Yeah. I mean it goes back to literature. Reading too many books will cause women's heads to get too hot and they won't be able to think anymore. So, there's always been some kind of fear that media and access to media is bad. Now, that is not to say that it doesn't do something. I'm very much in the view that media always does something. It does something to thinking. But it isn't necessarily, you can't really evaluate it as purely good or bad.
Now, there's two things that I do want to say that don't necessarily come directly from that, is if you think about on one hand, and this... Paul, when you were mentioning children and how do we protect children's rights when it comes to the people who want to buy TikTok, and use it to attempt to protect the privacy and rights of children, it is pretty clear that almost all forms of social media rely on the accumulation of personal data.
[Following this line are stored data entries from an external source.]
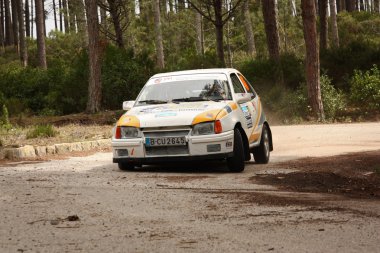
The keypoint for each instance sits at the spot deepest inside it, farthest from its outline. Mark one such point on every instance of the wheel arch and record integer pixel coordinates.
(247, 153)
(270, 136)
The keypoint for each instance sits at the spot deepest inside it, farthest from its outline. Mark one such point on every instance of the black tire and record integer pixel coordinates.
(236, 163)
(126, 166)
(262, 152)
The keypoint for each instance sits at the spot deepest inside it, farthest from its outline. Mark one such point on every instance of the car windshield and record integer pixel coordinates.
(177, 91)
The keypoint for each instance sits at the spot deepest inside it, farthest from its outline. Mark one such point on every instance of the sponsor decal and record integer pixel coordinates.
(248, 116)
(166, 114)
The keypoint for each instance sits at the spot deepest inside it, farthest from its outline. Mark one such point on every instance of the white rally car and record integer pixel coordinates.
(193, 115)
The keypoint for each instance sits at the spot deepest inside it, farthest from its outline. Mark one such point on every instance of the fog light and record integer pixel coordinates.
(213, 148)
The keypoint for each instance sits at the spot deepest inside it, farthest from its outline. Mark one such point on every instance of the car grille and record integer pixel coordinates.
(166, 150)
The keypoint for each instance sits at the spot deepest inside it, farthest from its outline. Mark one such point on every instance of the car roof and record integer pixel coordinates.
(197, 71)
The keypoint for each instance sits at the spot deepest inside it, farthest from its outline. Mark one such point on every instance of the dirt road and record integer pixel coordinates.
(85, 204)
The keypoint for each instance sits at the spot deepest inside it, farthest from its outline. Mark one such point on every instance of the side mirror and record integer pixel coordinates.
(243, 97)
(127, 105)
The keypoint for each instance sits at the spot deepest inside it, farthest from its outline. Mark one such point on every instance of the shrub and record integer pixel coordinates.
(333, 100)
(265, 73)
(365, 88)
(43, 131)
(289, 105)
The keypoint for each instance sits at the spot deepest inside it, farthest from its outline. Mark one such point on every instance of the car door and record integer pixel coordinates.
(247, 108)
(254, 107)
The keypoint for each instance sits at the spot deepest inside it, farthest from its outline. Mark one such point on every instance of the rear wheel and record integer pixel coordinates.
(126, 166)
(262, 153)
(236, 163)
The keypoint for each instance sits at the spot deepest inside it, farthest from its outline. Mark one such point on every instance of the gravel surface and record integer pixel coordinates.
(86, 204)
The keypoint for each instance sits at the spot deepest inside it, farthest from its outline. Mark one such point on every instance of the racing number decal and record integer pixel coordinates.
(247, 115)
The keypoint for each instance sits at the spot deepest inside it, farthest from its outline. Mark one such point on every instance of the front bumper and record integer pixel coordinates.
(204, 147)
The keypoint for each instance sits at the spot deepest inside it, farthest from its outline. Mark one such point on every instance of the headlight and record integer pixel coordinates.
(126, 132)
(203, 128)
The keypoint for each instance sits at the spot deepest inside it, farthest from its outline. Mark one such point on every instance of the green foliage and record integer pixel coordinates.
(359, 26)
(43, 131)
(340, 63)
(123, 75)
(289, 105)
(365, 88)
(262, 72)
(333, 100)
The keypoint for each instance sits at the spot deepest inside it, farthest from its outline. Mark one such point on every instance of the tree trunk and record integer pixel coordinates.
(334, 24)
(114, 5)
(32, 19)
(15, 23)
(269, 8)
(377, 6)
(251, 49)
(157, 28)
(350, 5)
(361, 5)
(27, 18)
(103, 15)
(9, 39)
(79, 17)
(55, 16)
(95, 85)
(312, 57)
(65, 16)
(199, 32)
(219, 32)
(2, 21)
(21, 27)
(323, 24)
(71, 16)
(60, 15)
(40, 33)
(294, 7)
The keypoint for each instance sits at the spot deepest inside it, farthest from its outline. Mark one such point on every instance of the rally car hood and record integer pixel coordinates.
(182, 114)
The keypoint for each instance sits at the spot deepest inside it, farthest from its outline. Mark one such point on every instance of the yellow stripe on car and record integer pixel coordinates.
(233, 105)
(128, 120)
(206, 116)
(253, 136)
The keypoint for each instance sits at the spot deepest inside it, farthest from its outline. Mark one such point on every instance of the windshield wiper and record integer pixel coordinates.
(153, 102)
(193, 99)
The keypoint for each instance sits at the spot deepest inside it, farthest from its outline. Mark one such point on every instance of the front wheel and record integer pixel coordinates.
(262, 152)
(236, 163)
(126, 166)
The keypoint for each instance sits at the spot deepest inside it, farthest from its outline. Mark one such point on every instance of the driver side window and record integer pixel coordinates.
(247, 85)
(238, 88)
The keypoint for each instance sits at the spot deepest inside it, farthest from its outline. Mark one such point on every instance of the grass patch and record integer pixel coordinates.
(376, 169)
(43, 131)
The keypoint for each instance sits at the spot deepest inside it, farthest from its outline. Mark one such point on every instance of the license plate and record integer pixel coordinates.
(165, 141)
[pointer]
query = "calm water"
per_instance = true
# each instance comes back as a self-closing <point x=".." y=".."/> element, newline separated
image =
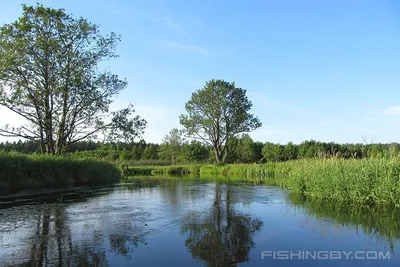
<point x="152" y="222"/>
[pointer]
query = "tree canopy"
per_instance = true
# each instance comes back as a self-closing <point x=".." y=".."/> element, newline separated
<point x="50" y="76"/>
<point x="218" y="112"/>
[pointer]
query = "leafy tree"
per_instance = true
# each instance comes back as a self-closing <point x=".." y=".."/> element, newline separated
<point x="247" y="150"/>
<point x="50" y="76"/>
<point x="172" y="144"/>
<point x="150" y="152"/>
<point x="218" y="112"/>
<point x="194" y="152"/>
<point x="273" y="152"/>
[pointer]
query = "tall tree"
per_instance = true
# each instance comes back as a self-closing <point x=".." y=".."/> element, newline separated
<point x="218" y="112"/>
<point x="50" y="76"/>
<point x="171" y="146"/>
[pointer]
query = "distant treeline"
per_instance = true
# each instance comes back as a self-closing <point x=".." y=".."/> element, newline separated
<point x="242" y="150"/>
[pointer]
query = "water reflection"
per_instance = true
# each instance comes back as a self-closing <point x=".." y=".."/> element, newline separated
<point x="174" y="222"/>
<point x="378" y="222"/>
<point x="222" y="236"/>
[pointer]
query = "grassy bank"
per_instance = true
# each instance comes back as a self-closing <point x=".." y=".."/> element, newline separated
<point x="29" y="172"/>
<point x="368" y="181"/>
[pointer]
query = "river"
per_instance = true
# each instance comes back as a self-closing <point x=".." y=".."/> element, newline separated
<point x="188" y="222"/>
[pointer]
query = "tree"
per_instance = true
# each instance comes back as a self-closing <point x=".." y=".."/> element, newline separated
<point x="50" y="76"/>
<point x="195" y="152"/>
<point x="172" y="144"/>
<point x="216" y="113"/>
<point x="150" y="152"/>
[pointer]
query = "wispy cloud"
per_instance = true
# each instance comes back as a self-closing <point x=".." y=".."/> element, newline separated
<point x="394" y="111"/>
<point x="186" y="47"/>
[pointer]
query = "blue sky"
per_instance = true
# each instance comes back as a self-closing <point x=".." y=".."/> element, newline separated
<point x="324" y="70"/>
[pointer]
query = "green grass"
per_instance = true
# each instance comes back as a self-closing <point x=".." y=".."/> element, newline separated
<point x="27" y="172"/>
<point x="367" y="181"/>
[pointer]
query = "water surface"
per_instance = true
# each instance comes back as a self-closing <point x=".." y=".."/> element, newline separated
<point x="175" y="222"/>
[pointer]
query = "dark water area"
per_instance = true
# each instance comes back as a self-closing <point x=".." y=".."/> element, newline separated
<point x="174" y="222"/>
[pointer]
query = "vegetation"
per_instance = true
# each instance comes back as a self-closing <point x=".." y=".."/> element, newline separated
<point x="50" y="76"/>
<point x="27" y="172"/>
<point x="367" y="182"/>
<point x="375" y="221"/>
<point x="216" y="113"/>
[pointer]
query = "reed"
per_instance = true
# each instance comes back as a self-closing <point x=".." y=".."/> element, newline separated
<point x="35" y="171"/>
<point x="367" y="181"/>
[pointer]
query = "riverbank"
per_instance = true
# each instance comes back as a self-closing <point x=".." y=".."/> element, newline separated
<point x="20" y="172"/>
<point x="367" y="181"/>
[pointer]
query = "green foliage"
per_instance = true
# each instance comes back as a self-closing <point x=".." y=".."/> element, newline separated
<point x="171" y="147"/>
<point x="50" y="76"/>
<point x="22" y="172"/>
<point x="368" y="182"/>
<point x="218" y="112"/>
<point x="195" y="152"/>
<point x="150" y="152"/>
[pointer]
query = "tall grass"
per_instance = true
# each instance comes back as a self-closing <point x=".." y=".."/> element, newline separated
<point x="21" y="172"/>
<point x="367" y="181"/>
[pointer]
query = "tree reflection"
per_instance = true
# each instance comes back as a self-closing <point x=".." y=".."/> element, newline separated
<point x="223" y="236"/>
<point x="52" y="242"/>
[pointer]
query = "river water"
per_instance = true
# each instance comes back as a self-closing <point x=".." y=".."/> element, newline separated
<point x="178" y="222"/>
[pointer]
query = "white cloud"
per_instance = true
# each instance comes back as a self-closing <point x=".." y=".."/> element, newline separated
<point x="186" y="47"/>
<point x="394" y="111"/>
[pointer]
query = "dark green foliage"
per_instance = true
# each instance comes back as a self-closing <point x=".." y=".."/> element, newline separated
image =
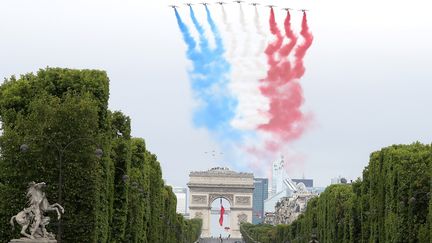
<point x="391" y="204"/>
<point x="121" y="157"/>
<point x="62" y="115"/>
<point x="138" y="218"/>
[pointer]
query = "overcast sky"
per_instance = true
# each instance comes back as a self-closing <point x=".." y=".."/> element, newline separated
<point x="367" y="83"/>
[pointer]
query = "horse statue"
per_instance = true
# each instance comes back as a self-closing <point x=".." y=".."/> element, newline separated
<point x="33" y="216"/>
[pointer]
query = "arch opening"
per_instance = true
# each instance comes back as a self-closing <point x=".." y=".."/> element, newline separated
<point x="220" y="226"/>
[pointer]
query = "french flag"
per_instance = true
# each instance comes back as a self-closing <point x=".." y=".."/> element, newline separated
<point x="221" y="214"/>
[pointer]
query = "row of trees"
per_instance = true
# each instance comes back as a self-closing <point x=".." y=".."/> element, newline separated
<point x="392" y="203"/>
<point x="57" y="122"/>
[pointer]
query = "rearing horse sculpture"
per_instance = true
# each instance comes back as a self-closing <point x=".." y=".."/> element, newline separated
<point x="34" y="214"/>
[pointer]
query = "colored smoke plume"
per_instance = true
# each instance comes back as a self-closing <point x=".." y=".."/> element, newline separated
<point x="208" y="77"/>
<point x="301" y="50"/>
<point x="247" y="70"/>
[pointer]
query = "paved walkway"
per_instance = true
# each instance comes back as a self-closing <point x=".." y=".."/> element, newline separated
<point x="217" y="240"/>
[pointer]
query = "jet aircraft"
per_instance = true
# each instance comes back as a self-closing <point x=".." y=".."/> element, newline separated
<point x="287" y="9"/>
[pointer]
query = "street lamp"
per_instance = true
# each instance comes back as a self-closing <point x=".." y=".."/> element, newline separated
<point x="61" y="150"/>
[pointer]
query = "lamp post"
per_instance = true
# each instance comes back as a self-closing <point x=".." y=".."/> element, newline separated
<point x="60" y="153"/>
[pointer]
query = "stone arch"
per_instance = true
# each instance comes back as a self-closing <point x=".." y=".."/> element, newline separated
<point x="236" y="188"/>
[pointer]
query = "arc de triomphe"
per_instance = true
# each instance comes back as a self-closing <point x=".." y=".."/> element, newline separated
<point x="208" y="186"/>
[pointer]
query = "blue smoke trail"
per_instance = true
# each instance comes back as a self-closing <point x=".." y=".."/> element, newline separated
<point x="209" y="79"/>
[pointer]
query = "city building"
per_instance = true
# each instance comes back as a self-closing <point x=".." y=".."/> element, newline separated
<point x="260" y="194"/>
<point x="339" y="180"/>
<point x="307" y="182"/>
<point x="289" y="209"/>
<point x="281" y="185"/>
<point x="182" y="195"/>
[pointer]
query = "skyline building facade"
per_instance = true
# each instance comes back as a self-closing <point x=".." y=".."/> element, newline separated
<point x="260" y="194"/>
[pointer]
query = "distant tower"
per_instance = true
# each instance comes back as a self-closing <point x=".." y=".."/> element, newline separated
<point x="278" y="175"/>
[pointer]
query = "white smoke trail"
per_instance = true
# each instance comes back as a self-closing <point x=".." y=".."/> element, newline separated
<point x="245" y="77"/>
<point x="232" y="36"/>
<point x="261" y="34"/>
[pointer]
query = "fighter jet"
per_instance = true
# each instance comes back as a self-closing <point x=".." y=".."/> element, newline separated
<point x="287" y="9"/>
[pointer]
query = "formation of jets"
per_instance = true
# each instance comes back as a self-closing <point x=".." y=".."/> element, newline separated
<point x="239" y="2"/>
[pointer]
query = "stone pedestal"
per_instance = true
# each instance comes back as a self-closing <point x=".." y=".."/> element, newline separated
<point x="27" y="240"/>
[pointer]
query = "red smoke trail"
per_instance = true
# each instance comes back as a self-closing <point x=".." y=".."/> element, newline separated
<point x="301" y="50"/>
<point x="286" y="50"/>
<point x="287" y="121"/>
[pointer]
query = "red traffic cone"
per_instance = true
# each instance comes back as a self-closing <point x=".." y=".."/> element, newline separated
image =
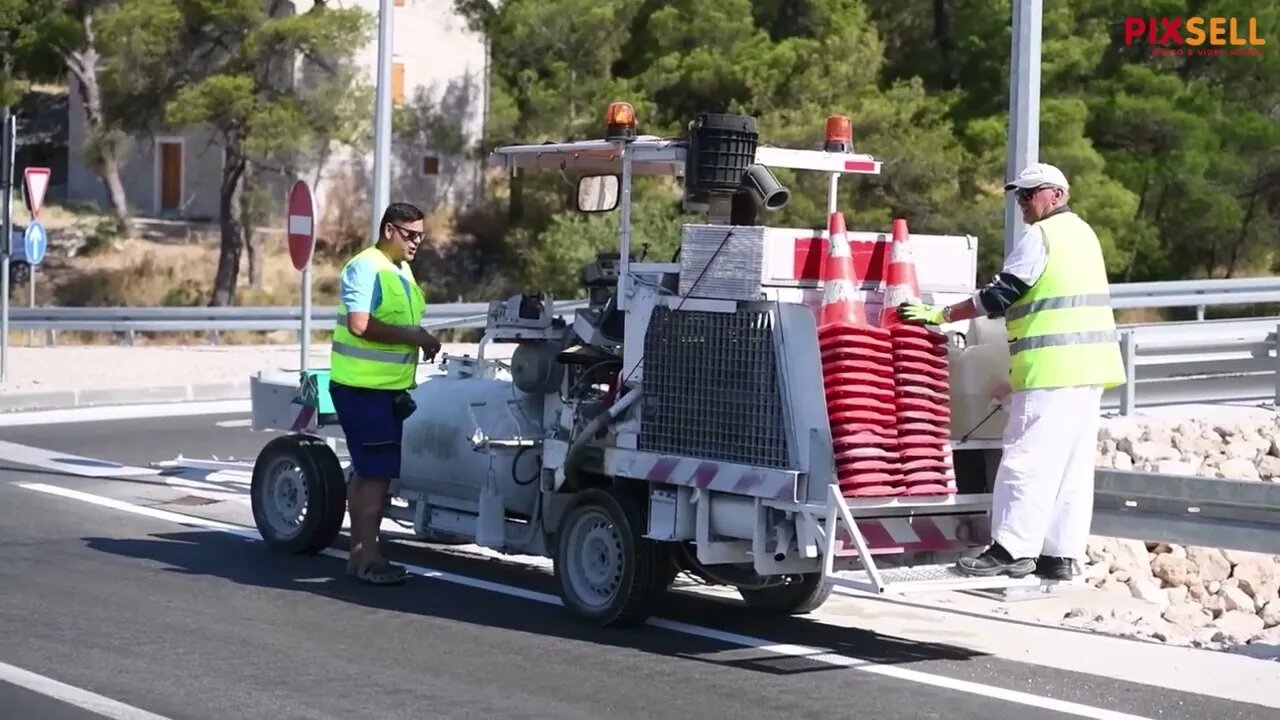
<point x="900" y="282"/>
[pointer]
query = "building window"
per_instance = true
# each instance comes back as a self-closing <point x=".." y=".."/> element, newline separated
<point x="398" y="83"/>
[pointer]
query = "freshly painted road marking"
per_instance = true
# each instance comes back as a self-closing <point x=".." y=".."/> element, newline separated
<point x="123" y="413"/>
<point x="71" y="695"/>
<point x="813" y="654"/>
<point x="215" y="484"/>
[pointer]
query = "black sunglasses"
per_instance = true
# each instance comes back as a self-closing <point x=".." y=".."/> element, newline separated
<point x="1028" y="192"/>
<point x="408" y="233"/>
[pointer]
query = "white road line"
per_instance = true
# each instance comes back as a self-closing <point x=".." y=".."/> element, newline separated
<point x="122" y="413"/>
<point x="71" y="695"/>
<point x="813" y="654"/>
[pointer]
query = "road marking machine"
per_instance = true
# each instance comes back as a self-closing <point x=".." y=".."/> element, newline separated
<point x="750" y="411"/>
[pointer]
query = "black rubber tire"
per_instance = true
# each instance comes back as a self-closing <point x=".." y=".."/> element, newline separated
<point x="327" y="493"/>
<point x="632" y="601"/>
<point x="791" y="598"/>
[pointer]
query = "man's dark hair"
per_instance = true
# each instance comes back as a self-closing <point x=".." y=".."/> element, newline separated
<point x="398" y="213"/>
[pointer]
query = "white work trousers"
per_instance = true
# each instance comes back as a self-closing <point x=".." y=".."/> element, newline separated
<point x="1043" y="495"/>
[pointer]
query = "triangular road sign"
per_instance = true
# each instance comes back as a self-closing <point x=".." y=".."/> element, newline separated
<point x="36" y="181"/>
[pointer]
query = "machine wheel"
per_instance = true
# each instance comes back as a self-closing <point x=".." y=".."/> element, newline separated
<point x="604" y="565"/>
<point x="799" y="595"/>
<point x="298" y="495"/>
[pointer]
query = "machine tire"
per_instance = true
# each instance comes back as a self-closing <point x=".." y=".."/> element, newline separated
<point x="318" y="473"/>
<point x="630" y="602"/>
<point x="791" y="598"/>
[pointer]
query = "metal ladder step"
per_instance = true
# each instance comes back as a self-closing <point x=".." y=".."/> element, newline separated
<point x="924" y="578"/>
<point x="895" y="580"/>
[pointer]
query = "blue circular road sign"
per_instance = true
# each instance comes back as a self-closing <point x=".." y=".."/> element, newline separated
<point x="36" y="241"/>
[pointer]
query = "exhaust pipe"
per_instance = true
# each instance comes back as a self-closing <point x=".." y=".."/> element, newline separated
<point x="766" y="188"/>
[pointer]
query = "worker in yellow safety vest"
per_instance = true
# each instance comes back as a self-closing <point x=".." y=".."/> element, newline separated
<point x="371" y="368"/>
<point x="1064" y="352"/>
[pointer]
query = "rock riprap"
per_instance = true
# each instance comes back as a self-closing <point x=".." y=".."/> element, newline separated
<point x="1237" y="451"/>
<point x="1187" y="595"/>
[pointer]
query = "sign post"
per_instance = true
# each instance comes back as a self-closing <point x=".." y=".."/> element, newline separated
<point x="35" y="182"/>
<point x="302" y="242"/>
<point x="35" y="244"/>
<point x="8" y="146"/>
And so, when it comes to something about policy related to social media platforms, thinking about individual's rights to privacy and what kinds of data are being taken, extracted from individuals using it, just in terms of how the platform works. I mean, it should be anyone using any platform should be able to know what data is actually being taken from them and should have some control over that. And I think it's like this is very much in line with a range of things, especially European discussions about say, the right to be forgotten and other rights to your own personal data, the ability to access that. And I think that that is always a good idea. People should know what data is being accumulated about them, have some level of control over that, have some level of the ability to delete it or manage it in some form or another.
And I think that's especially the case when it comes to people that are not legal adults, legal persons under the eye of the law. How do we actually protect that? The other thing is even within that, when it comes to how do we actually... the other thing, and this comes from what Katherine and I have been talking about to some degree the entire time, is how do we actually think of the work that say, influencers and other people that rely on platforms, that this is a form of labor? This is something that there deserves to be labor protections and there deserves to be some sort of ability to grasp this is work. And you shouldn't necessarily just be this corporatized individual who is in fact multimillionaire, who owns literal infrastructure, that that is, you have to get to that level to actually have some sort of security. That shouldn't be the case.
And so, how do we recognize this this is a form of labor? These people are reliant on platforms and therefore, they should have, again, some access to knowing how the platforms work, especially when, again, some of the examples that we've mentioned are The Try Guys are creating their own platform. Again, the [inaudible 01:22:16] on not totally, but creating their own platform basically because they do not know how YouTube actually is manipulating attention and leading people to their videos or not. There should be some more transparency about that. And that might be some way forward, is how do the people actually using these platforms understand how videos get seen or not seen? And maybe we can breathe this. This is perhaps one of the things that has to do with the purchase or sale of TikTok, is there is an acknowledgement that there's a massive amount of data there. And we can say that that data being of value means that hopefully, if it is forced to be sold, gets in the hands of somebody who will hopefully use it for some sort of socially positive reasons, as opposed to say selling it to Oracle.
I know earlier, there was discussions of Oracle buying TikTok, and that was from a while ago from one of the first times it was like, oh, we're going to force the sale of TikTok. But I mean Oracle, one of the reasons was because there's links between Oracle and the CIA. And so, if it comes to who actually manages and owns this data, what's the purpose that they're using this data for? How is that actually going to be deployed? Because anything that we use on the internet, it does know a lot about us. Now, there's debates of how well it knows anything about us because the more data that gets accumulated, the more difficult it is to actually say anything meaningful about a person, I feel. But that data is out there and it is going to be making decisions about us, what we see, how we interact with other people.
And I think when it comes to AI, that data is also going to be used to train AI inevitably. And so, I think those are probably the concerns for, in terms of saying policy recommendations, it is to know that influencers are part of that space and recognizing influencer labor as labor, is also making a statement about how data gets used, and how data is regulated, and how these corporations that have access to this data are allowed to analyze it or not.